Alia experienced a sense of supreme exaltation. Attacking blade and target became blurs among blurs. She felt that the sword in her hand had come alive. She was an anti-target. She did not move the blade; it moved her.
Ten!
Eleven!
Something flashed past her shoulder, slowed at the shield aura around the target, slid through and tripped the deactivating stud. The lights darkened. Prisms and target twisted their way to stillness.
Alia whirled, angered by the intrusion, but her reaction was thrown into tension by awareness of the supreme ability which had hurled that knife. It had been a throw timed to exquisite nicety—just fast enough to get through the shield zone and not too fast to be deflected.
And it had touched a one-millimeter spot within an eleven-light target.
Alia found her own emotions and tensions running down in a manner not unlike that of the target dummy. She was not at all surprised to see who had thrown the knife.
Paul stood just inside the training room doorway, Stilgar three steps behind him. Her brother’s eyes were squinted in anger.
Alia, growing conscious of her nudity, thought to cover herself, found the idea amusing. What the eyes had seen could not be erased. Slowly, she replaced the crysknife in its sheath at her neck.
“I might’ve known,” she said.
“I presume you know how dangerous that was,” Paul said. He took his time reading the reactions on her face and body: the flush of her exertions coloring her skin, the wet fullness of her lips. There was a disquieting femaleness about her that he had never considered in his sister. He found it odd that he could look at a person who was this close to him and no longer recognize her in the identity framework which had seemed so fixed and familiar.

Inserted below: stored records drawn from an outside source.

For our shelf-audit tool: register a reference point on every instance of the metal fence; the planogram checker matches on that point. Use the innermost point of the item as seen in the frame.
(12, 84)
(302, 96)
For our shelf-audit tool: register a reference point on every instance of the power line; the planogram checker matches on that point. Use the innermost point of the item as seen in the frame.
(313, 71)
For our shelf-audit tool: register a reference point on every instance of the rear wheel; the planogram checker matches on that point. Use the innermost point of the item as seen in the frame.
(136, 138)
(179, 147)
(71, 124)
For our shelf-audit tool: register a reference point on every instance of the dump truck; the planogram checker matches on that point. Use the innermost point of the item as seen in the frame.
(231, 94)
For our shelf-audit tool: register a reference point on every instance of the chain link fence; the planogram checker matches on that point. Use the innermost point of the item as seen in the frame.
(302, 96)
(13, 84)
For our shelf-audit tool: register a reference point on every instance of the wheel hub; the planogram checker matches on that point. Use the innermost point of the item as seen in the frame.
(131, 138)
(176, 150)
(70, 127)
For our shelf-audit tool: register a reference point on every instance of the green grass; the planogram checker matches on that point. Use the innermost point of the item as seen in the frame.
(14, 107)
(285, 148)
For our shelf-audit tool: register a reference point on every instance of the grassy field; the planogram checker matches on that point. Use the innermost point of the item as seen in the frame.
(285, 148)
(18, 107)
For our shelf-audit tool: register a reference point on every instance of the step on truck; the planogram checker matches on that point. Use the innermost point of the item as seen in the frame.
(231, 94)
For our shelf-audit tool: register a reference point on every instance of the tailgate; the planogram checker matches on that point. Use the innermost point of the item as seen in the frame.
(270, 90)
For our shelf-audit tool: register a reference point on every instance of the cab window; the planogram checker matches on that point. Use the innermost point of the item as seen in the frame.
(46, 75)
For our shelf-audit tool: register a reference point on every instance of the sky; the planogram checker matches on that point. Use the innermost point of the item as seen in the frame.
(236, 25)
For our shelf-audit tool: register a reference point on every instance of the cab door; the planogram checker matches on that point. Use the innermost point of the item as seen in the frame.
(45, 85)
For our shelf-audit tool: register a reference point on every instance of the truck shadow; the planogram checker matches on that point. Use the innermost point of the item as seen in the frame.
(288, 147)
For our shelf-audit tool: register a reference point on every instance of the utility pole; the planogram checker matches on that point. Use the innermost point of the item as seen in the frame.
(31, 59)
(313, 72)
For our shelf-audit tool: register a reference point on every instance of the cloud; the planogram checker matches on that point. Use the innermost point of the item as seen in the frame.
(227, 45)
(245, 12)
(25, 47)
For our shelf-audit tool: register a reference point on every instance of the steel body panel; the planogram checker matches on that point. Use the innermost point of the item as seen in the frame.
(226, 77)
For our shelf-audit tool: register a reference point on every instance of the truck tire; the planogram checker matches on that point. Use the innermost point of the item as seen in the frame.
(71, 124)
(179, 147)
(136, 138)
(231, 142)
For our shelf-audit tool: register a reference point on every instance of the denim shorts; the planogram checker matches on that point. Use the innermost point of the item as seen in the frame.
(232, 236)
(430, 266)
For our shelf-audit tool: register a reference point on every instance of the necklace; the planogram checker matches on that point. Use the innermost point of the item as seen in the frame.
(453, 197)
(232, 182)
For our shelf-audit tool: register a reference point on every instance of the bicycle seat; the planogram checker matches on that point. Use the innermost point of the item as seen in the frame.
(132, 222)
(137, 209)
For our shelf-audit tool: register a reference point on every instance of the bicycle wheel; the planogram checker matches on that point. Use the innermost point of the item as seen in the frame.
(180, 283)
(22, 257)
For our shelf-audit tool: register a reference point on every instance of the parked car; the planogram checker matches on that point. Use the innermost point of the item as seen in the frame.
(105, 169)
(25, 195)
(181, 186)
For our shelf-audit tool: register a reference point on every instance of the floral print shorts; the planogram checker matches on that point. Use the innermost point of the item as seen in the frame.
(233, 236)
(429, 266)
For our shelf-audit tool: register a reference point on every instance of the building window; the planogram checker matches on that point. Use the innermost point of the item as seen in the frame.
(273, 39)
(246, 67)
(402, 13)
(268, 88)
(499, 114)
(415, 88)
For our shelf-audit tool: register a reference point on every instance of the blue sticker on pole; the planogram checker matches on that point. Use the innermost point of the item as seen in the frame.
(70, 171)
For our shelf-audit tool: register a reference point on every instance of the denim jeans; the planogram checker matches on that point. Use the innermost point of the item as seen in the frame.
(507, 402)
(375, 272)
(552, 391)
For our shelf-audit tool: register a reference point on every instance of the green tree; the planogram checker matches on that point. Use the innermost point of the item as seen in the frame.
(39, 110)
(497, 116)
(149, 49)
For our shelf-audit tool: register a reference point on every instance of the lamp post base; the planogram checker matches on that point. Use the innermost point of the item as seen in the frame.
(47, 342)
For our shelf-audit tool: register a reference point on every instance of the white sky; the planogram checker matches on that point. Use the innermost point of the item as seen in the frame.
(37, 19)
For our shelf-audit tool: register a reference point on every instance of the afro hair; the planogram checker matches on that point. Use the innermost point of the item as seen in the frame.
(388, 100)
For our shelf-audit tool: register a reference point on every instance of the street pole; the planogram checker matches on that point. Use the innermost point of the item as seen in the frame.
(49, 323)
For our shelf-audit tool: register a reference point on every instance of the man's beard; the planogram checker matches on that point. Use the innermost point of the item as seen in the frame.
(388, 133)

“That was madness,” Stilgar rasped, coming up to stand beside Paul.
The words were angry, but Alia heard awe in his voice, saw it in his eyes.
“Eleven lights,” Paul said, shaking his head.
“I’d have made it twelve if you hadn’t interfered,” she said. She began to pale under his close regard, added: “And why do the damned things have that many lights if we’re not supposed to try for them?”
“A Bene Gesserit should ask the reasoning behind an open-ended system?” Paul asked.
“I suppose you never tried for more than seven!” she said, anger returning. His attentive posture began to annoy her.
“Just once,” Paul said. “Gurney Halleck caught me on ten. My punishment was sufficiently embarrassing that I won’t tell you what he did. And speaking of embarrassment …”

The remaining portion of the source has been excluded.